5. **32 Rec (Purple, Solid) & 64 Rec (Brown, Solid):** These two lines follow nearly identical, strong upward trajectories, often overlapping. They represent the highest-performing configurations.
* Start at ~4 at 100B.
* Rise sharply: ~11 at 200B, ~15 at 300B, ~21 at 400B, ~28 at 500B, ~27.5 at 600B.
* Both peak at ~36 at 700B.
* Both show a slight decline to ~35 at 800B.
### Key Observations
1. **Performance Hierarchy:** There is a clear and consistent performance hierarchy based on the "Rec" value. Higher "Rec" (32, 64) yields dramatically better results than lower values (1, 4, 8), with 16 Rec occupying a middle-high tier.
2. **Diminishing Returns:** The performance gap between 32 Rec and 64 Rec is negligible, suggesting diminishing returns beyond 32 recurrence steps for this task and training scale.
3. **Critical Threshold:** A significant performance jump occurs between 8 Rec and 16 Rec, and again between 16 Rec and 32 Rec. Configurations with 1 or 4 Rec show almost no capability on this benchmark.
4. **Peak and Decline:** All configurations that show significant learning (8, 16, 32, 64 Rec) peak at 700 billion tokens and then exhibit a performance decline at 800 billion tokens. This drop is most pronounced for 8 Rec and 16 Rec.
5. **Stability:** The 32 Rec and 64 Rec lines are the smoothest, indicating more stable learning progression compared to the more volatile 8 Rec line.
### Interpretation
This chart demonstrates the critical importance of model recurrence (or a similar architectural hyperparameter denoted by "Rec") for solving complex reasoning tasks like grade-school math problems (GSM8K) using chain-of-thought prompting.

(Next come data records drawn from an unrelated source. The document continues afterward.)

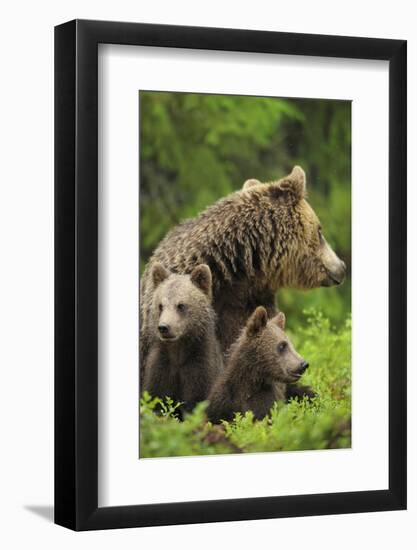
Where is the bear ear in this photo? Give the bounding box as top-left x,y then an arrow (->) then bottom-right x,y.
152,262 -> 170,288
246,306 -> 268,336
271,311 -> 285,330
191,264 -> 212,298
270,166 -> 306,202
285,166 -> 306,200
242,179 -> 261,191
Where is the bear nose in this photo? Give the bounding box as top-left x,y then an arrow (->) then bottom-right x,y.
158,325 -> 169,336
298,361 -> 309,374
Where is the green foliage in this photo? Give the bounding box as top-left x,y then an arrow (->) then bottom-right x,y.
140,311 -> 351,458
140,92 -> 351,324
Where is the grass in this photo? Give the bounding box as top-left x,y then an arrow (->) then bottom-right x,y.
140,311 -> 351,458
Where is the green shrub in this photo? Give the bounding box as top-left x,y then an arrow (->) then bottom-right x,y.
140,310 -> 351,458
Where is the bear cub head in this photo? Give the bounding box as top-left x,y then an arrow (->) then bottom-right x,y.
152,263 -> 215,343
236,306 -> 308,384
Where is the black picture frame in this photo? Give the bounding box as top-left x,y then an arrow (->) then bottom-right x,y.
55,20 -> 407,530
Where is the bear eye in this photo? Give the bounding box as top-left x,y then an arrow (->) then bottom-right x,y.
278,342 -> 288,353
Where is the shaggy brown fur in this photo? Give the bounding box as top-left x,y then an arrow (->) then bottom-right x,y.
144,263 -> 222,411
207,307 -> 311,422
141,166 -> 345,384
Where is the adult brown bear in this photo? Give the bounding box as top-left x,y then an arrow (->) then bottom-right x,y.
140,166 -> 346,384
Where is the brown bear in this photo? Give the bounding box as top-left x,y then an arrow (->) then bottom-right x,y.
144,263 -> 223,411
207,306 -> 314,422
140,166 -> 346,384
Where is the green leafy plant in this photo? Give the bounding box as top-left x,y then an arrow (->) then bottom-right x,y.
140,310 -> 351,458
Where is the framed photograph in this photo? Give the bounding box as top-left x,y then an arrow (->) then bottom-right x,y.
55,20 -> 406,530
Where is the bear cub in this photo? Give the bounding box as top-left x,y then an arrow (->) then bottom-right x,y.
144,263 -> 223,414
207,306 -> 314,422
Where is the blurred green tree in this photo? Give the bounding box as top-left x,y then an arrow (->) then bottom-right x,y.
139,92 -> 351,324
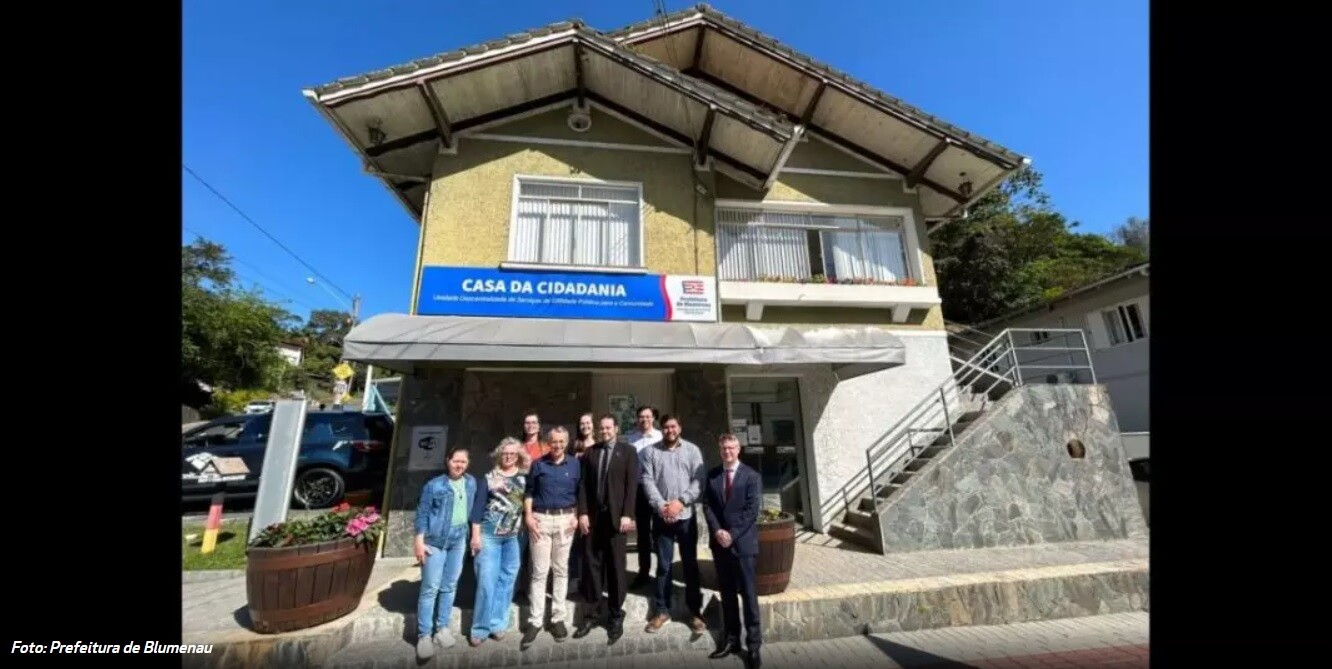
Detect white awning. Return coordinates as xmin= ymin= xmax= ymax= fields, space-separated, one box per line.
xmin=342 ymin=313 xmax=906 ymax=378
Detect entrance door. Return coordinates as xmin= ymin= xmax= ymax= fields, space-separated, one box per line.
xmin=591 ymin=369 xmax=674 ymax=436
xmin=730 ymin=377 xmax=806 ymax=525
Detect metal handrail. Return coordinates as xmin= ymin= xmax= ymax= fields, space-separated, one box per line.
xmin=829 ymin=327 xmax=1096 ymax=525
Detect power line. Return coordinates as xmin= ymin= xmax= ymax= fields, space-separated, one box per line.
xmin=182 ymin=225 xmax=320 ymax=311
xmin=180 ymin=163 xmax=354 ymax=300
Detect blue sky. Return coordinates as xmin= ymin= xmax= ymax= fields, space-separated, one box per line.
xmin=181 ymin=0 xmax=1150 ymax=323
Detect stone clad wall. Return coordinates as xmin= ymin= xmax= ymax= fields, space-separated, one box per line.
xmin=880 ymin=385 xmax=1147 ymax=553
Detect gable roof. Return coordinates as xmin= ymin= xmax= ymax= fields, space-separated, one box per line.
xmin=305 ymin=5 xmax=1026 ymax=219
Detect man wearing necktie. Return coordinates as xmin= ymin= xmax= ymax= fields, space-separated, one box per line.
xmin=574 ymin=416 xmax=638 ymax=644
xmin=703 ymin=433 xmax=763 ymax=669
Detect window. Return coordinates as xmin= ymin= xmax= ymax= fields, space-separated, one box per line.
xmin=1100 ymin=303 xmax=1147 ymax=346
xmin=717 ymin=209 xmax=911 ymax=284
xmin=509 ymin=179 xmax=642 ymax=268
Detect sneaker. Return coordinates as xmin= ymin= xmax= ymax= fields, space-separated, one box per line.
xmin=643 ymin=613 xmax=670 ymax=633
xmin=518 ymin=628 xmax=541 ymax=650
xmin=417 ymin=637 xmax=434 ymax=661
xmin=434 ymin=629 xmax=458 ymax=648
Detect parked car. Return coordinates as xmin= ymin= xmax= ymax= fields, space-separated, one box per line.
xmin=245 ymin=400 xmax=276 ymax=413
xmin=181 ymin=412 xmax=393 ymax=509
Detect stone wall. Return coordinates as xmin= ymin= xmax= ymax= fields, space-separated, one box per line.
xmin=460 ymin=372 xmax=591 ymax=461
xmin=879 ymin=385 xmax=1147 ymax=553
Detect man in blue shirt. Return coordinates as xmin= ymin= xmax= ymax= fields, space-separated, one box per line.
xmin=521 ymin=426 xmax=582 ymax=650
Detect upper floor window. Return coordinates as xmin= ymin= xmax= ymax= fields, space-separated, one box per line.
xmin=717 ymin=208 xmax=919 ymax=285
xmin=1100 ymin=303 xmax=1147 ymax=346
xmin=509 ymin=177 xmax=642 ymax=268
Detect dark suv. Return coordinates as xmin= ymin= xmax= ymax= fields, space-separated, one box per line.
xmin=181 ymin=412 xmax=393 ymax=509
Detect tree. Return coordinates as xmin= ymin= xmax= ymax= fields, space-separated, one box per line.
xmin=293 ymin=309 xmax=361 ymax=394
xmin=180 ymin=239 xmax=294 ymax=405
xmin=931 ymin=167 xmax=1146 ymax=323
xmin=1110 ymin=216 xmax=1151 ymax=253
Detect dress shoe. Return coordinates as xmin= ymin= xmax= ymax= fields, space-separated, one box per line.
xmin=707 ymin=641 xmax=742 ymax=660
xmin=574 ymin=616 xmax=597 ymax=638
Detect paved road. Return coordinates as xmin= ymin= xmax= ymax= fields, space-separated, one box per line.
xmin=519 ymin=612 xmax=1148 ymax=669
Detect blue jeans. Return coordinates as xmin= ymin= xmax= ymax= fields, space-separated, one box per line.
xmin=653 ymin=513 xmax=703 ymax=616
xmin=417 ymin=524 xmax=469 ymax=637
xmin=472 ymin=522 xmax=526 ymax=638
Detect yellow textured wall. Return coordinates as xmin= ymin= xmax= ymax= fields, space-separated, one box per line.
xmin=422 ymin=109 xmax=717 ymax=276
xmin=717 ymin=140 xmax=943 ymax=329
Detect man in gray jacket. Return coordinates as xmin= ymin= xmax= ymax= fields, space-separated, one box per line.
xmin=638 ymin=416 xmax=707 ymax=634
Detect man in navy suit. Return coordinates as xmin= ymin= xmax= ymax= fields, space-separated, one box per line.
xmin=703 ymin=433 xmax=763 ymax=669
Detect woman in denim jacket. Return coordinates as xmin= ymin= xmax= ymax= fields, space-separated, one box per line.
xmin=416 ymin=446 xmax=486 ymax=660
xmin=468 ymin=437 xmax=531 ymax=646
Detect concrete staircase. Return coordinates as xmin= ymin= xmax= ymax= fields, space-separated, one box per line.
xmin=829 ymin=404 xmax=984 ymax=553
xmin=827 ymin=325 xmax=1095 ymax=553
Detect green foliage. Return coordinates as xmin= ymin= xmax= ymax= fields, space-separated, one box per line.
xmin=931 ymin=168 xmax=1147 ymax=323
xmin=250 ymin=504 xmax=386 ymax=548
xmin=180 ymin=240 xmax=296 ymax=405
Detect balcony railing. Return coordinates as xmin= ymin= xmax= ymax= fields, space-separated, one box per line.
xmin=717 ymin=209 xmax=923 ymax=285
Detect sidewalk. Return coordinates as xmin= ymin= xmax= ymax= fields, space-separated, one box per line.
xmin=514 ymin=612 xmax=1148 ymax=669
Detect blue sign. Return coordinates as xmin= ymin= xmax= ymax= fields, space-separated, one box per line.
xmin=417 ymin=267 xmax=717 ymax=323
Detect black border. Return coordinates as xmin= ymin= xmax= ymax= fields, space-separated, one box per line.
xmin=9 ymin=4 xmax=182 ymax=668
xmin=3 ymin=3 xmax=1332 ymax=668
xmin=1151 ymin=3 xmax=1332 ymax=668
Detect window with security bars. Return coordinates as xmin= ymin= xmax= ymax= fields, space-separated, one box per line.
xmin=509 ymin=179 xmax=642 ymax=268
xmin=717 ymin=209 xmax=918 ymax=285
xmin=1100 ymin=303 xmax=1147 ymax=346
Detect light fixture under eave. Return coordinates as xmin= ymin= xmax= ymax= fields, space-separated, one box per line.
xmin=958 ymin=172 xmax=972 ymax=200
xmin=365 ymin=119 xmax=389 ymax=147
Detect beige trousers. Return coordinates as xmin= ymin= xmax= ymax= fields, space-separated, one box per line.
xmin=527 ymin=513 xmax=578 ymax=629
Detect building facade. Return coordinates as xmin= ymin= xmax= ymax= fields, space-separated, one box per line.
xmin=976 ymin=263 xmax=1152 ymax=458
xmin=306 ymin=5 xmax=1024 ymax=554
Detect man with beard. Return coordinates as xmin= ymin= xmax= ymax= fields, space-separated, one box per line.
xmin=638 ymin=416 xmax=707 ymax=634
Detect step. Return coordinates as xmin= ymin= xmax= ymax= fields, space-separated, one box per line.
xmin=920 ymin=444 xmax=952 ymax=457
xmin=829 ymin=522 xmax=882 ymax=550
xmin=879 ymin=484 xmax=902 ymax=500
xmin=842 ymin=509 xmax=879 ymax=532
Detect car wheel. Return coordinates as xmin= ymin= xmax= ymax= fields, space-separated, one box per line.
xmin=293 ymin=466 xmax=346 ymax=509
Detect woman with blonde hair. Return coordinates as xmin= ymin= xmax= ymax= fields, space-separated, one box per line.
xmin=468 ymin=437 xmax=531 ymax=646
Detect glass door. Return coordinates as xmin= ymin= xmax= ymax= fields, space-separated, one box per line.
xmin=730 ymin=377 xmax=806 ymax=525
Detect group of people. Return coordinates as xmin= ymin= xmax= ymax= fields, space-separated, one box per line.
xmin=414 ymin=406 xmax=762 ymax=669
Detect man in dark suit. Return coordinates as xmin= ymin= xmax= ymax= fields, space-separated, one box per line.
xmin=703 ymin=433 xmax=763 ymax=669
xmin=574 ymin=416 xmax=638 ymax=644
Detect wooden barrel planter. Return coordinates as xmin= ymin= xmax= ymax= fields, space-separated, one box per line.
xmin=245 ymin=538 xmax=374 ymax=634
xmin=754 ymin=513 xmax=795 ymax=596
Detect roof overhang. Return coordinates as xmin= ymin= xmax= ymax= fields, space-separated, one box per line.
xmin=607 ymin=4 xmax=1030 ymax=220
xmin=344 ymin=313 xmax=906 ymax=378
xmin=305 ymin=21 xmax=799 ymax=217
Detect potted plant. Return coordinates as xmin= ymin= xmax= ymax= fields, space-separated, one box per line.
xmin=754 ymin=508 xmax=795 ymax=594
xmin=245 ymin=504 xmax=385 ymax=634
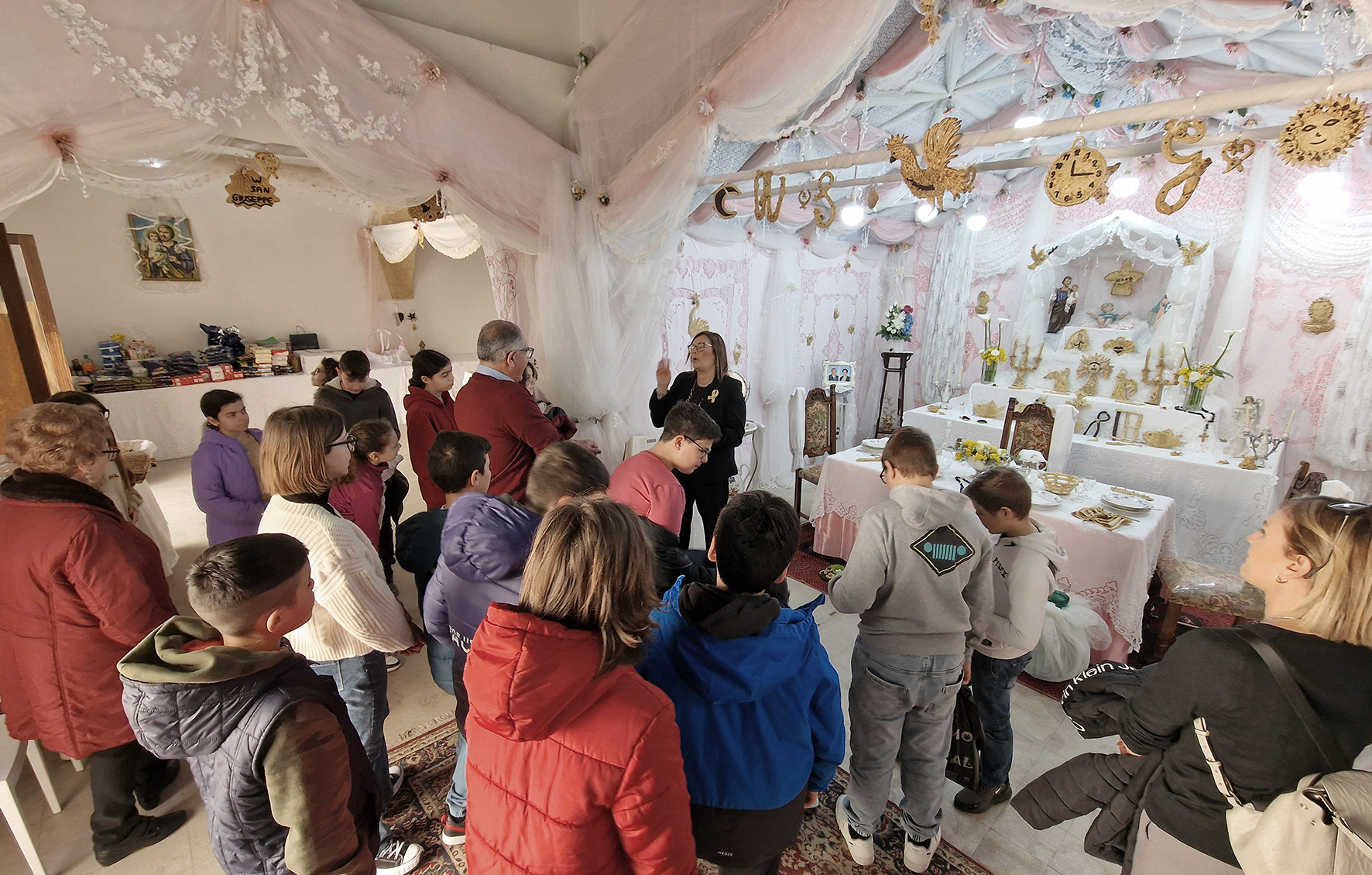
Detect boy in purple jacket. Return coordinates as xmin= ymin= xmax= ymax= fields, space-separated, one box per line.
xmin=424 ymin=441 xmax=609 ymax=845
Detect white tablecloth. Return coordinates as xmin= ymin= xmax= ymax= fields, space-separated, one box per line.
xmin=99 ymin=365 xmax=410 ymax=459
xmin=809 ymin=447 xmax=1177 ymax=658
xmin=904 ymin=407 xmax=1285 ymax=572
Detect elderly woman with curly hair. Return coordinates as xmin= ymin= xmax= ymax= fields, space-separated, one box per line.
xmin=0 ymin=403 xmax=185 ymax=866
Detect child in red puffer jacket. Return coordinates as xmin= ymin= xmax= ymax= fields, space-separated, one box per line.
xmin=464 ymin=496 xmax=695 ymax=875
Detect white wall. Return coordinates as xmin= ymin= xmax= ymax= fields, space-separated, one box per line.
xmin=4 ymin=167 xmax=496 ymax=359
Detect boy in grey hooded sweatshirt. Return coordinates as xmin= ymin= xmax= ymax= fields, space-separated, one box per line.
xmin=952 ymin=468 xmax=1068 ymax=815
xmin=830 ymin=428 xmax=995 ymax=872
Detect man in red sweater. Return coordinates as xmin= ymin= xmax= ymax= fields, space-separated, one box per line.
xmin=453 ymin=320 xmax=599 ymax=500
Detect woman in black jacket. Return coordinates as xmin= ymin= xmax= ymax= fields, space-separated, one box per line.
xmin=1120 ymin=498 xmax=1372 ymax=875
xmin=647 ymin=331 xmax=748 ymax=550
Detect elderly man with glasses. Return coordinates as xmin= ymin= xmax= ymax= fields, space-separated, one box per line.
xmin=453 ymin=320 xmax=599 ymax=500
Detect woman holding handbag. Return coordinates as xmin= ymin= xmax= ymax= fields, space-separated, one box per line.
xmin=1120 ymin=498 xmax=1372 ymax=875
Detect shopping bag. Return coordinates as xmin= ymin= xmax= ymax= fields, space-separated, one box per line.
xmin=944 ymin=685 xmax=986 ymax=790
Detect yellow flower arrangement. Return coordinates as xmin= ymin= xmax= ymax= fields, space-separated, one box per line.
xmin=952 ymin=438 xmax=1008 ymax=466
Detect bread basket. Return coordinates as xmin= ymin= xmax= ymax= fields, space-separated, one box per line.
xmin=1038 ymin=471 xmax=1081 ymax=495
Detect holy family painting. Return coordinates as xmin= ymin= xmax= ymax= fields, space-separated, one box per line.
xmin=129 ymin=214 xmax=201 ymax=283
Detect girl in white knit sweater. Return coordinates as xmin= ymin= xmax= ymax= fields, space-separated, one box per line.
xmin=258 ymin=406 xmax=423 ymax=875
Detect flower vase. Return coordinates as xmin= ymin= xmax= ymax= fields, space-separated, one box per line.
xmin=1185 ymin=383 xmax=1206 ymax=413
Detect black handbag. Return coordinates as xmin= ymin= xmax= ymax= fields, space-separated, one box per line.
xmin=944 ymin=685 xmax=986 ymax=790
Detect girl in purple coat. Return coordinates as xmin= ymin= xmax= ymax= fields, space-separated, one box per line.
xmin=190 ymin=389 xmax=266 ymax=547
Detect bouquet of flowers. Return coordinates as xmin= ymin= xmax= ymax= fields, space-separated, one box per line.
xmin=952 ymin=438 xmax=1010 ymax=468
xmin=876 ymin=304 xmax=915 ymax=340
xmin=1177 ymin=331 xmax=1239 ymax=389
xmin=977 ymin=313 xmax=1010 ymax=365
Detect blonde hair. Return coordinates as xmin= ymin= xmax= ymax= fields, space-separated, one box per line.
xmin=1283 ymin=496 xmax=1372 ymax=647
xmin=4 ymin=403 xmax=114 ymax=477
xmin=690 ymin=331 xmax=729 ymax=380
xmin=261 ymin=404 xmax=343 ymax=495
xmin=520 ymin=495 xmax=657 ymax=674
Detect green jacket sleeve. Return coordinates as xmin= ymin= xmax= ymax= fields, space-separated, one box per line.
xmin=262 ymin=702 xmax=376 ymax=875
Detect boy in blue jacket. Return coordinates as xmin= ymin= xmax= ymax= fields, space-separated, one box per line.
xmin=424 ymin=444 xmax=609 ymax=845
xmin=638 ymin=491 xmax=844 ymax=875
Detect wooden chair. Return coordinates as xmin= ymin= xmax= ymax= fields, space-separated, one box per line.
xmin=796 ymin=386 xmax=839 ymax=520
xmin=1000 ymin=398 xmax=1054 ymax=458
xmin=1154 ymin=555 xmax=1264 ymax=660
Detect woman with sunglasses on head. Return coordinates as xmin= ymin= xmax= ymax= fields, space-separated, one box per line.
xmin=0 ymin=403 xmax=185 ymax=866
xmin=647 ymin=331 xmax=748 ymax=548
xmin=258 ymin=406 xmax=423 ymax=875
xmin=1120 ymin=498 xmax=1372 ymax=875
xmin=48 ymin=393 xmax=181 ymax=578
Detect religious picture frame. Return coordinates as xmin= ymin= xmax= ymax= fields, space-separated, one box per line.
xmin=129 ymin=213 xmax=201 ymax=283
xmin=825 ymin=362 xmax=858 ymax=389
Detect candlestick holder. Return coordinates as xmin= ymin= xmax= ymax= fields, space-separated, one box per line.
xmin=1239 ymin=427 xmax=1291 ymax=471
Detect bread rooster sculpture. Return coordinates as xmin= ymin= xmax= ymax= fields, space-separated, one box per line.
xmin=887 ymin=118 xmax=977 ymax=210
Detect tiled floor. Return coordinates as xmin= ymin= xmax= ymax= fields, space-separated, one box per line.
xmin=0 ymin=459 xmax=1118 ymax=875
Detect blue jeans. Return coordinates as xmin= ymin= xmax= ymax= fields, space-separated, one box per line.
xmin=848 ymin=637 xmax=962 ymax=842
xmin=424 ymin=633 xmax=453 ymax=695
xmin=310 ymin=650 xmax=391 ymax=841
xmin=448 ymin=733 xmax=466 ymax=818
xmin=972 ymin=650 xmax=1033 ymax=788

* **Architectural Necessity:** The near-zero performance of 1 Rec and 4 Rec models suggests a minimum threshold of recurrence is required for the model to develop any meaningful reasoning capability on this task. The architecture itself, not just data scale, is a fundamental constraint.
* **Scaling Law Interaction:** For capable configurations (≥8 Rec), performance improves reliably with more training data, following a rough power-law trend until a point of saturation or potential overfitting.
* **The 700B Token Peak:** The consistent peak at 700B tokens across multiple series is a striking finding. It may indicate:
* An optimal data-to-parameter ratio for these model sizes.
* The beginning of "overtraining" or degradation on the specific GSM8K evaluation set.
* A characteristic of the training data distribution or curriculum.
* **Practical Implication:** For practitioners, this suggests that investing in higher recurrence (32 Rec) is highly beneficial, but going to 64 Rec may not be cost-effective. Furthermore, training beyond ~700B tokens for this specific setup could be wasteful or even detrimental to benchmark performance. The chart provides a clear visual guide for balancing architectural choices (Rec) with training budget (Tokens).